MultiAgentReplayBuffer.__init__(capacity: int = 10000, storage_unit: str = 'timesteps', num_shards: int = 1, replay_mode: str = 'independent', replay_sequence_override: bool = True, replay_sequence_length: int = 1, replay_burn_in: int = 0, replay_zero_init_states: bool = True, underlying_buffer_config: dict = None, **kwargs)[source]#

Initializes a MultiAgentReplayBuffer instance.

  • capacity – The capacity of the buffer, measured in storage_unit.

  • storage_unit – Either ‘timesteps’, ‘sequences’ or ‘episodes’. Specifies how experiences are stored. If they are stored in episodes, replay_sequence_length is ignored.

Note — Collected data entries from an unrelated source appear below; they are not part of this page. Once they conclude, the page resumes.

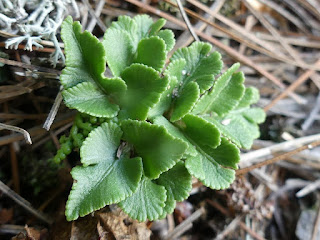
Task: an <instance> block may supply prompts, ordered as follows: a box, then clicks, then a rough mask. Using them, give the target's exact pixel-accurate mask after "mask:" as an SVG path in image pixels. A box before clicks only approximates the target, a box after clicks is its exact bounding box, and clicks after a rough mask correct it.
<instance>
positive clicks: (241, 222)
mask: <svg viewBox="0 0 320 240" xmlns="http://www.w3.org/2000/svg"><path fill="white" fill-rule="evenodd" d="M239 224H240V227H241V228H242V229H244V230H245V231H246V232H247V233H249V234H250V235H251V237H253V238H254V239H257V240H265V238H263V237H261V236H259V235H258V234H257V233H256V232H254V231H253V230H252V229H251V228H249V227H248V226H247V225H246V224H245V223H244V222H242V221H240V222H239Z"/></svg>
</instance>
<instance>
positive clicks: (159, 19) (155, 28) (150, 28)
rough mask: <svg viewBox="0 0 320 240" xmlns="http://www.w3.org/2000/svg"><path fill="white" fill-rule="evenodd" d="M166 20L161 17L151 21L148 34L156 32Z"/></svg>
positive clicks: (155, 32)
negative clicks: (157, 18)
mask: <svg viewBox="0 0 320 240" xmlns="http://www.w3.org/2000/svg"><path fill="white" fill-rule="evenodd" d="M166 22H167V21H166V20H165V19H163V18H160V19H158V20H157V21H156V22H154V23H152V24H151V26H150V30H149V35H150V36H153V35H155V34H157V33H158V32H159V31H160V29H161V28H162V27H163V26H164V25H165V24H166Z"/></svg>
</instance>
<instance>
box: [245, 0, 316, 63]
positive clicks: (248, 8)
mask: <svg viewBox="0 0 320 240" xmlns="http://www.w3.org/2000/svg"><path fill="white" fill-rule="evenodd" d="M243 2H244V3H245V5H246V7H247V8H248V9H249V10H250V11H251V12H252V13H253V14H254V15H255V17H256V18H258V19H259V21H260V22H261V24H262V25H263V26H264V27H265V28H266V29H268V31H269V32H270V33H271V34H272V35H273V36H274V37H275V38H276V39H277V40H278V42H279V43H280V44H281V45H282V46H283V48H284V49H285V50H286V51H287V52H288V53H289V54H290V55H291V56H292V57H293V59H294V60H296V62H297V63H298V64H299V65H301V66H306V65H307V64H305V63H304V62H303V61H302V60H301V58H300V56H299V55H298V54H297V53H296V51H295V49H293V48H292V47H291V46H290V45H289V44H288V43H287V42H286V40H285V39H283V38H282V37H281V35H280V34H279V33H278V31H277V30H276V29H275V28H274V27H273V26H272V25H271V23H269V22H268V20H266V19H265V18H264V16H263V15H262V14H261V13H260V12H258V11H256V10H255V9H254V8H253V7H252V6H251V5H250V3H248V2H247V1H246V0H244V1H243ZM306 67H307V66H306ZM310 67H314V66H310ZM315 67H317V66H315ZM308 68H309V66H308Z"/></svg>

  • num_shards – The number of buffer shards that exist in total (including this one).

  • replay_mode – One of “independent” or “lockstep”. Determines, whether batches are sampled independently or to an equal amount.

  • replay_sequence_override – If True, ignore sequences found in incoming batches, slicing them into sequences as specified by replay_sequence_length and replay_sequence_burn_in. This only has an effect if storage_unit is sequences.

  • replay_sequence_length – The sequence length (T) of a single sample. If > 1, we will sample B x T from this buffer. This only has an effect if storage_unit is ‘timesteps’.

  • replay_burn_in – This is the number of timesteps each sequence overlaps with the previous one to generate a better internal state (=state after the burn-in), instead of starting from 0.0 each RNN rollout. This only has an effect if storage_unit is sequences.

  • replay_zero_init_states – Whether the initial states in the buffer (if replay_sequence_length > 0) are alwayas 0.0 or should be updated with the previous train_batch state outputs.

  • underlying_buffer_config – A config that contains all necessary constructor arguments and arguments for methods to call on the underlying buffers.

  • **kwargs – Forward compatibility kwargs.